This is not directly related to the Millennium Development Goals, but the current state of the world's economy will have a direct impact on implementing those goals. It also has a relationship with concepts such as PRSP (Poverty Reduction Strategy Papers). One interesting fact, Central Banks do not include food or energy in their inflation measurements which impacts the poor more than the rich. This is where my libertarian and progress sides are most in conflict. The blog Road to the Horizon provides a humanitarian perspective on the recent financial bailout in the United States by asking How much is $700 billion really?
MIT World » : The U.S. and the World’s Recession
It’s been true for years, notes Rigobon, that “oil is unconditionally negatively correlated with cereals.” If oil is up, maize, sorghum and wheat prices are down. But this has recently changed, a sign “of the unique times we’re in, the policy challenges we’re facing.” We are simultaneously facing recession (due in large part to the sub-prime mortgage crisis), and inflation, in both food and oil prices. Central banks, he notes with scorn and wonderment, don’t include food and energy in their calculations of “core inflation.” If the job of these banks and government is to take care of their citizens, they must respond to this crisis along the lines of the response to 9/11 or Enron. Rigobon endorses well-communicated, transparent policies, and some tough measures like interest rate increases.
I found this after having viewed his most recent talk from MIT. Rigobon can be rather irreverant, but there are many points of connection today with what he was saying back in 2004. The point about 3 billion people living on less than two dollars a day is more relevant to the Millennium Development Goals.

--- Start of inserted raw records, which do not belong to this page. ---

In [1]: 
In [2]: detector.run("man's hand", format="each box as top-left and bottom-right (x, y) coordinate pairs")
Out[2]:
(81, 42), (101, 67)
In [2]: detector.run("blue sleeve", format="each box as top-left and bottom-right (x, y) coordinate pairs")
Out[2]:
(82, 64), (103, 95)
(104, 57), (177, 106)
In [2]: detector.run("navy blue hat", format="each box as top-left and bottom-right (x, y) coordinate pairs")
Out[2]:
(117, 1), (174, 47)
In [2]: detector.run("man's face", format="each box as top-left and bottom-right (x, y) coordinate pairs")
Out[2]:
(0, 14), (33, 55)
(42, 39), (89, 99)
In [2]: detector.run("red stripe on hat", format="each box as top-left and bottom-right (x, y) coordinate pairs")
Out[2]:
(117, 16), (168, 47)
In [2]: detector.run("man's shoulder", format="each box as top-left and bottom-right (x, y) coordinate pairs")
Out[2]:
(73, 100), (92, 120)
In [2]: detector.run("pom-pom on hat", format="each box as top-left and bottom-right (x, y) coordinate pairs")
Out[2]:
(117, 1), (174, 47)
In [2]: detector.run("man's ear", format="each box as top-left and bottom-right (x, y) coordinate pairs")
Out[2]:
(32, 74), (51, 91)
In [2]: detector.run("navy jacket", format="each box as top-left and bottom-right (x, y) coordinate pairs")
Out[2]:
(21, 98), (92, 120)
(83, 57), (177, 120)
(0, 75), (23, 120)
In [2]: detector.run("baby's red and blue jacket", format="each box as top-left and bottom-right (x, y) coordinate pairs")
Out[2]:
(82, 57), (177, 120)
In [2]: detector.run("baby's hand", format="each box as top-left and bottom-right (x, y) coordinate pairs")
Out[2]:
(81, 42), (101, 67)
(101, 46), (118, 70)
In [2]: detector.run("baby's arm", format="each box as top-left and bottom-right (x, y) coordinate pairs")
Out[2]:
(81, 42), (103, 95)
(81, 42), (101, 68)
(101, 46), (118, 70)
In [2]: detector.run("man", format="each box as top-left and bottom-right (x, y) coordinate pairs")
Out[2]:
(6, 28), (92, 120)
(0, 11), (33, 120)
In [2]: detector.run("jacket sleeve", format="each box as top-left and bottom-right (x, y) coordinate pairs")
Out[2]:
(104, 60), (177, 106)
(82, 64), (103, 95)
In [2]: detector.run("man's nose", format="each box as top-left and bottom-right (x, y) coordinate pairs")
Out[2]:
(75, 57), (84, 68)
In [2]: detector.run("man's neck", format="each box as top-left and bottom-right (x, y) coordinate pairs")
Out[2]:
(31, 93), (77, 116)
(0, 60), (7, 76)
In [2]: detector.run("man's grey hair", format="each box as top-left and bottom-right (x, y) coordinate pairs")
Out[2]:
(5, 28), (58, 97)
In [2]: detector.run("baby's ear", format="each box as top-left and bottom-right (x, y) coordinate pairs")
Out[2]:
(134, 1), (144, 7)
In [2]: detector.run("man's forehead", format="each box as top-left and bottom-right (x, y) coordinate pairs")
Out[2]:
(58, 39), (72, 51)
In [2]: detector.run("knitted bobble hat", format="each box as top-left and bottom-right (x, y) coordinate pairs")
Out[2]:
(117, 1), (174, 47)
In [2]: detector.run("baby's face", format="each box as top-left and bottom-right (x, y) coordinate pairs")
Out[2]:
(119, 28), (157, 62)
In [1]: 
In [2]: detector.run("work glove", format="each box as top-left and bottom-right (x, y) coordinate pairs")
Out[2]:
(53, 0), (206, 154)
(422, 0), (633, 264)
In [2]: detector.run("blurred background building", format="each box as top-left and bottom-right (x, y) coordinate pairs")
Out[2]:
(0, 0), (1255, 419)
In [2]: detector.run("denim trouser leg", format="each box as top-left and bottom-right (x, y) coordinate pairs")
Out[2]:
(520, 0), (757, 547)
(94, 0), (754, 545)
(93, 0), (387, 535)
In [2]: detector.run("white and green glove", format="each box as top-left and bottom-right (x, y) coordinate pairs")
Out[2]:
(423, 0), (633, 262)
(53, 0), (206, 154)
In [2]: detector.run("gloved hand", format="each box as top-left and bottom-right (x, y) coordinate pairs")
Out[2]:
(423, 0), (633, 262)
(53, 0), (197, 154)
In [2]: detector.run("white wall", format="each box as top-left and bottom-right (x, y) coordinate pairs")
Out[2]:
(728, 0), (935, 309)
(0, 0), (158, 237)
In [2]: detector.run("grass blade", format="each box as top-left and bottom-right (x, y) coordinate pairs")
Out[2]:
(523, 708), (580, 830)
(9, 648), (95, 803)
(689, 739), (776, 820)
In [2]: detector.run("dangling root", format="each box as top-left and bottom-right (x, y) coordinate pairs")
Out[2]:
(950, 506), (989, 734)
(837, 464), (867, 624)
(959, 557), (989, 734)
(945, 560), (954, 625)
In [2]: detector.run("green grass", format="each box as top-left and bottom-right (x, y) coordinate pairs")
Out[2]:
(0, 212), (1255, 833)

MIT World » : Institutions, Geography, and GrowthABOUT THE LECTURE:
Three billion people on earth live on less than two dollars a day. A relative handful of us fare astronomically better. How do economists account for global “haves” and “have-nots”? Roberto Rigobon attributes a vast income inequality across countries to four connecting factors: luck, geography, quality of institutions, and quality of policies.